= Tereneh Mosley =

American fashion designer

Tereneh (Mosley) Idia is a Pittsburgh-raised and internationally based fashion designer and the founder of Idia'Dega. Her work has been featured in Martha Stewart Weddings, Afropunk, Super.selected, El País online, Oreeko, Chaos Fashion Magazine, and the Pittsburgh Post-Gazette.

== Early life ==
Tereneh Idia grew up in the North Side neighborhood of Pittsburgh. She is the daughter of the American artist and sculptor Thaddeus Mosley.

== Education ==
Mosley received a BS in business from Drexel University LeBow College of Business, and, as a Rotary International Ambassadorial Scholar, an MSc in Fashion Design and Marketing from Kenyatta University in Kenya.

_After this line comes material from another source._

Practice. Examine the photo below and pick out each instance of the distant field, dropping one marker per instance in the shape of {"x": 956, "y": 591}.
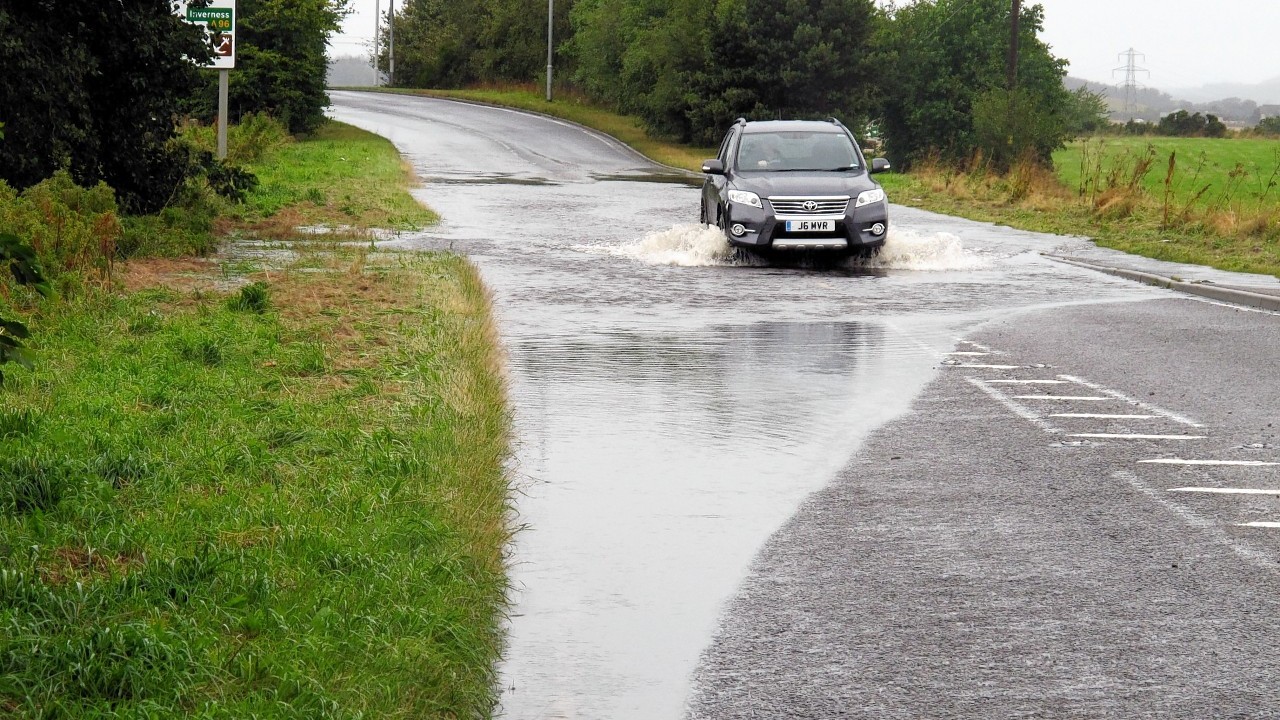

She has taught at the Art Institute of Pittsburgh, Parsons - The New School for Design in New York City, and was a visiting scholar at Yale - National University of Singapore and Indonesia. She recently created an eco-design collection with OMWA, the Olorgesailie Maasai Women Artisans of Kenya, which premiered during Paris Fashion Week, and has been featured in Pittsburgh and New York Fashion Week. Her collaboration with OMWA became a catalyst for Idia'Dega, Mosley's global eco-design fashion project.

== Work and Design ==

=== Idia'Dega ===
Idia'Dega is a global eco-design collaboration founded by Mosley in 2013 involving OMWA: Olorgesailie Maasai Women Artisans of Kenya. OMWA is a group of artisans and craftswomen formed by SORALO, a Maasai group dedicated to environmental and cultural conservation. Together, they designed a ten-piece collection of clothing and accessories for men and women called The Tomon Collection. The Tomon Collection was shown as part of New York Fashion Week in 2014 at the Warehouse Gallery in Brooklyn. In 2016, the collaboration expanded to include Holly Gibson and The Beading Wolves of the Oneida Indian Nation. Their work has been featured in New York, New York; Paris, France; Nairobi, Kenya; and Pittsburgh, Pennsylvania.

In 2016, the spring 2017 Maasai Plum and Oneida Strawberry collection were shown at New York Fashion Week.

In 2017 Idia'Dega exhibited as part of New York Fashion Week debuting the Blue Collection, which was inspired by the three rivers of Pittsburgh and the context of the color in Kenyan culture as a symbol for generosity.